Sunday, November 06, 2016


"These verses [Joel 2:12–14] employ שוב [šwb] positively, twice commanding the people to return to YHWH, and once holding out the prospects that YHWH will return to the people and bless them. These actions are contingent upon one another. Only if the people שוב to YHWH is there a chance that YHWH will שוב to them. YHWH responds by offering a series of blessings (2:18–27), contingent upon the response to the call to repent in 2:12–17."—James D. Nogalski, “Job and Joel: Divergent Voices on a Common Theme,” in Reading Job Intertextually, ed. Katharine J. Dell and Will Kynes, LHBOTS 574 (London: T&T Clark, 2013), 135

<idle musing>
Why is it that as humans we want to grab the promise part (apodosis) and ignore the conditions (protasis)? We want the blessings, but we don't want to turn/repent. But, as we שוב to God, he will שוב to us. James 4:8 says the same thing, "Draw near to God and he will draw near to you." (ἐγγίσατε τῷ θεῷ καὶ ἐγγιεῖ ὑμῖν).

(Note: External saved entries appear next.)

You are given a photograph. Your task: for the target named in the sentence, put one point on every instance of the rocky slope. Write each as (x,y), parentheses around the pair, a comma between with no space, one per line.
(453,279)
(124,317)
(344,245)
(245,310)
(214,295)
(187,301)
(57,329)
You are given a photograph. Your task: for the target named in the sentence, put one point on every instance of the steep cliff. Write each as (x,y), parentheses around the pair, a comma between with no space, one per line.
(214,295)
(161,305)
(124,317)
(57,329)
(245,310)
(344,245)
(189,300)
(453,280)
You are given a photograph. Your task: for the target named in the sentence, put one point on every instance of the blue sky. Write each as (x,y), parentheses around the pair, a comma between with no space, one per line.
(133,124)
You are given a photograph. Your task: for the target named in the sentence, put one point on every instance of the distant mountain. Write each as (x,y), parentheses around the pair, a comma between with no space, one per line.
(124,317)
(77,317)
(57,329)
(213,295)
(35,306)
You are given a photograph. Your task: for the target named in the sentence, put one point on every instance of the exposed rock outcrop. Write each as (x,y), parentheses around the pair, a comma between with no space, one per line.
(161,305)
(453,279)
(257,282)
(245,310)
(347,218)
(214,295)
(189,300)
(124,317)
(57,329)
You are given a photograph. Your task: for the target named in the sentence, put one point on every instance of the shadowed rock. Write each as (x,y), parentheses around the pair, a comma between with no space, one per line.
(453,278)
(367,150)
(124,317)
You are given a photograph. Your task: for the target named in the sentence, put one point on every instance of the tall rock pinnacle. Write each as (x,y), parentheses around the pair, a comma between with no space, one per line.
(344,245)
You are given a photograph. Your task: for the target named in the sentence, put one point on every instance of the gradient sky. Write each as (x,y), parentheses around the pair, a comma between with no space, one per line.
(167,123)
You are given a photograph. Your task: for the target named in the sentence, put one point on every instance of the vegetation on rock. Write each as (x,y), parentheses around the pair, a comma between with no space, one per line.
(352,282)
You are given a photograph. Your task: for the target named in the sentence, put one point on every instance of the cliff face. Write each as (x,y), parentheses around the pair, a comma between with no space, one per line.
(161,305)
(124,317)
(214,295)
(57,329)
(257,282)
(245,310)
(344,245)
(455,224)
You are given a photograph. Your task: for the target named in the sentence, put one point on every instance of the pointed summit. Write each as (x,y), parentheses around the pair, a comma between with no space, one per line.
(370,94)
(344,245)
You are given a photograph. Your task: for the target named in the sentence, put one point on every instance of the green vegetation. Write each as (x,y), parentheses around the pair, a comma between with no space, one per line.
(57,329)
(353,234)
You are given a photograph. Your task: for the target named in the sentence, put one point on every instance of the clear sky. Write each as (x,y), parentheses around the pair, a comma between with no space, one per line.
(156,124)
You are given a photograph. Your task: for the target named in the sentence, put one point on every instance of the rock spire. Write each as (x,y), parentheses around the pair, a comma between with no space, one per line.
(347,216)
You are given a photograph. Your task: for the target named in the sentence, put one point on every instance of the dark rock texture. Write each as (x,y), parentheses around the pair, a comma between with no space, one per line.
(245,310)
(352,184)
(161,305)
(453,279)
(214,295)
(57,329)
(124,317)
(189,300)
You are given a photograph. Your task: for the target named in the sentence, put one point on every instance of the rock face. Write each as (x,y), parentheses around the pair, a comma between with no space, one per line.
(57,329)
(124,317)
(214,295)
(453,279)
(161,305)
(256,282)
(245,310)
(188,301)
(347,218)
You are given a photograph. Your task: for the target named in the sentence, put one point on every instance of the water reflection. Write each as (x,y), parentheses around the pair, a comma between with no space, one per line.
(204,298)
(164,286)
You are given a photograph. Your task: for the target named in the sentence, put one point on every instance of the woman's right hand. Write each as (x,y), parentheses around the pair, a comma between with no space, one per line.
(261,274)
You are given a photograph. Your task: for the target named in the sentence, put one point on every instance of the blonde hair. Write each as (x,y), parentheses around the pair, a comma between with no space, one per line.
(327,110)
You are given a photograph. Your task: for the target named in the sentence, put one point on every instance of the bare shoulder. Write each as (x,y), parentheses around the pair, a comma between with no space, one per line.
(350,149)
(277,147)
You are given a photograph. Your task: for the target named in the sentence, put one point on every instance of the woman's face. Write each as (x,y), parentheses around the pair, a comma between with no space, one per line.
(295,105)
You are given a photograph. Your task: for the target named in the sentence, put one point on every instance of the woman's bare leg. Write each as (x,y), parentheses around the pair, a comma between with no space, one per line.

But that requires that we change our ways—which requires that we acknowledge that we are wrong! No way! Can't do that! Too damaging to my self-worth to admit I might be wrong! Or so says our culture. So we wander and struggle and fail. Oops, can't say fail, too damaging to my self-worth! Better find a synonym.

Personally, I think I'm better off abandoning the cultural paradigm and embracing the biblical one. It offers me hope, something woefully lacking right about now.